The Training Data Problem
What did the AI learn from?
- Other firms' lease language (which may not match your standards)
- Online precedent (which may be outdated or inappropriate)
- Legal databases (which may include poorly drafted examples)
- Academic articles (which may be theoretical rather than practical)
The model doesn't distinguish between good precedent and bad precedent. It doesn't know your business practices, risk tolerance, or negotiating positions.
§ 04
Why Automation Works for Legal Documents
Known Provenance
Every clause in your system has a history:
- When it was drafted
- Who approved it
- Why it's used in specific situations
- How it relates to your negotiating positions
Intentional Selection
The system doesn't create language, it selects from your approved options based on defined criteria:
- Property type
- Tenant credit profile
- Market conditions
- Deal-specific requirements
Traceable Decisions
For any document, you can answer:
- Which clause version was used?
- Why was it selected?
- What were the alternatives?
- Who approved this clause for this scenario?
Update Control
When you need to change language:
- Update once in the system
- All future documents use the new language
- No retraining required
- No wondering if the AI "learned" the change
§ 05
The Real Work of Lease Drafting
AI generation proponents often misunderstand what makes lease drafting complex.

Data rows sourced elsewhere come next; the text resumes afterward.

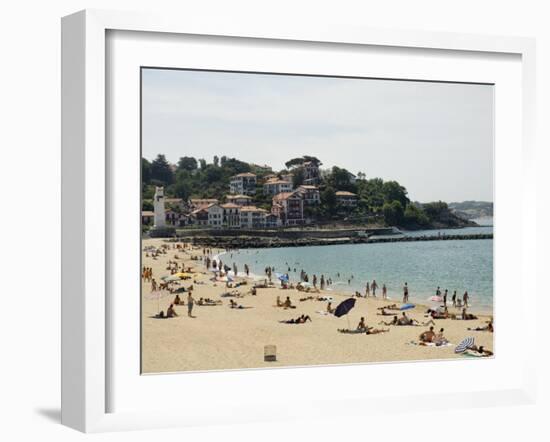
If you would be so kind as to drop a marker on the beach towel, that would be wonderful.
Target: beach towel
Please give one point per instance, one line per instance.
(351, 332)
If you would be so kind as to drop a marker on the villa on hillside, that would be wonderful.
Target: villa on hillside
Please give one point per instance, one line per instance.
(243, 184)
(310, 194)
(253, 217)
(311, 173)
(346, 199)
(200, 203)
(276, 185)
(240, 200)
(289, 207)
(147, 217)
(231, 215)
(200, 216)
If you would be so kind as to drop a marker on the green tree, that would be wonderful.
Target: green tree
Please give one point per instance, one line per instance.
(145, 171)
(187, 163)
(147, 205)
(328, 200)
(415, 216)
(393, 191)
(298, 177)
(161, 170)
(300, 160)
(393, 213)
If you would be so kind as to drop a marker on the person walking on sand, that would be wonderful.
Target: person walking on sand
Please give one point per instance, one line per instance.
(190, 303)
(465, 299)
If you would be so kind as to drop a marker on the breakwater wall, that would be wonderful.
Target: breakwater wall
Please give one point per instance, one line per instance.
(243, 242)
(285, 233)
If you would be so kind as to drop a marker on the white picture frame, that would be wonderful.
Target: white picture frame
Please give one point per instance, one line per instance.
(86, 316)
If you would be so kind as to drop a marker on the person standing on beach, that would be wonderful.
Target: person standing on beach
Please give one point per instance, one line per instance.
(465, 299)
(190, 302)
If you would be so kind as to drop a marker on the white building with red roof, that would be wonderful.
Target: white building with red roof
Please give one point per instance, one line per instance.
(289, 208)
(243, 184)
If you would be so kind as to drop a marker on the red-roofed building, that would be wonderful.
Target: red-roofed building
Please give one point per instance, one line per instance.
(346, 199)
(243, 184)
(289, 208)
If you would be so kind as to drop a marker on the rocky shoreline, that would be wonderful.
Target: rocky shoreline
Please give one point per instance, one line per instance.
(247, 242)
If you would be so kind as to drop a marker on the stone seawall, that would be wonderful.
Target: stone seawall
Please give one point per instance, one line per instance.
(247, 242)
(285, 233)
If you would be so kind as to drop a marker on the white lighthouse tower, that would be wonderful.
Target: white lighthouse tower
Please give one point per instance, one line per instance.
(158, 204)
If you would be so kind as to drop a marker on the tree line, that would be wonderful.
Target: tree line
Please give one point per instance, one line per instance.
(378, 200)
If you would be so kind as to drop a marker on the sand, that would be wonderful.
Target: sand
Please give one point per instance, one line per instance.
(219, 337)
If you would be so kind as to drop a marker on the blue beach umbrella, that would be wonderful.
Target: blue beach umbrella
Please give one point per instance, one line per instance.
(465, 345)
(344, 307)
(283, 278)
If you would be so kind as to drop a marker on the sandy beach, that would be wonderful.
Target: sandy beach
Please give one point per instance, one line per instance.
(219, 337)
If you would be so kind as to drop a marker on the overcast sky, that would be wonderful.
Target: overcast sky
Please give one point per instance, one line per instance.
(436, 139)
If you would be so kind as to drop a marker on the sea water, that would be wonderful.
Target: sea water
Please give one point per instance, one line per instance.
(461, 265)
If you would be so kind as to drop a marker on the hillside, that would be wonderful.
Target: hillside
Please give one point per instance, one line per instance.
(472, 209)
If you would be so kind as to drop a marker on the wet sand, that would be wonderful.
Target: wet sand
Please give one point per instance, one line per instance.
(219, 337)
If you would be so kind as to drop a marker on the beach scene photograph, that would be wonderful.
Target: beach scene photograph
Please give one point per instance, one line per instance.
(301, 220)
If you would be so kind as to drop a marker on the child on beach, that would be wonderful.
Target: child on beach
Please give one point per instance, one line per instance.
(190, 303)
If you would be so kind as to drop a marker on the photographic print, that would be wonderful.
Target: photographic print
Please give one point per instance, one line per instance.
(301, 220)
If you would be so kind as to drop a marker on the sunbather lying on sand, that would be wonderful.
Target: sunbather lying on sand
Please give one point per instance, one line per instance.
(367, 331)
(404, 320)
(467, 316)
(300, 320)
(171, 313)
(288, 303)
(375, 331)
(233, 304)
(489, 327)
(389, 307)
(438, 314)
(208, 301)
(232, 294)
(479, 351)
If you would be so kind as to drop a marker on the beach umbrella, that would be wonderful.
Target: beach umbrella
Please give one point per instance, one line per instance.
(157, 294)
(344, 308)
(465, 345)
(169, 278)
(183, 275)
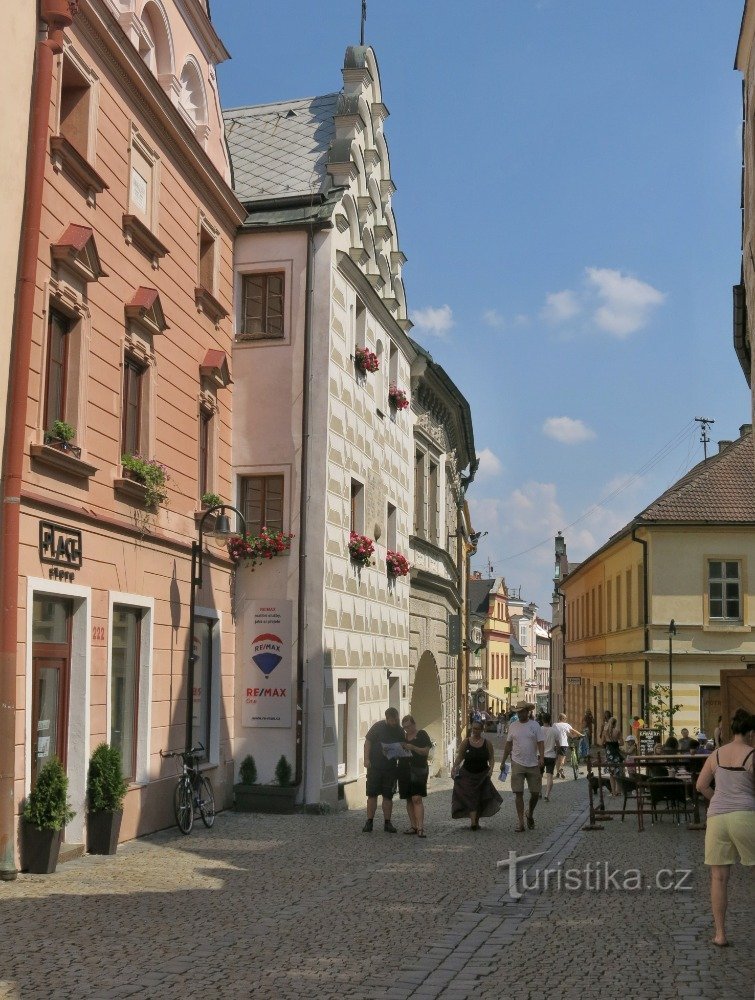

It's not the writing. The challenge isn't producing words that describe a rent escalation.
It's the judgment. The challenge is:
- Knowing which of 5 rent escalation approaches is appropriate here
- Ensuring the selected approach is consistent with the rest of the document
- Applying your business's positions correctly
- Addressing this deal's specific requirements within your standards
Automation encodes this judgment. Generation asks the AI to approximate it.
§ 06
The Trust Question
When you execute a lease, you're committing to millions of dollars in obligations. Would you bet that contract on:
Option A: "The AI generated this based on patterns in text it was trained on, and our attorney reviewed it."
Option B: "Our approved language was selected based on rules we defined, and our attorney verified the selection was appropriate."
Both require human oversight. But the foundation of trust is fundamentally different.
§ 07
Where AI Does Help
This isn't anti-AI. AI has valuable roles in commercial leasing:
Extraction and Abstraction
Reading existing documents and extracting structured data. Pattern matching across document sets.
Comparison and Analysis
Identifying deviations between documents. Flagging unusual provisions.
Research and Ideation
Exploring options. Identifying precedent to review. Drafting initial ideas for human refinement.
Negotiation Analysis
Summarizing redlines. Identifying patterns in tenant requests.
The common thread: AI as analytical tool, with human judgment applied to outputs. Not AI as drafting tool, with human judgment trying to catch errors.
LeasePilot automates lease drafting. Your lease language represents your business's positions, your legal exposure, and your operational requirements. That language should be intentional, reviewed, and controlled, not synthesized from statistical patterns. AI is probabilistic; lease calculations must be deterministic.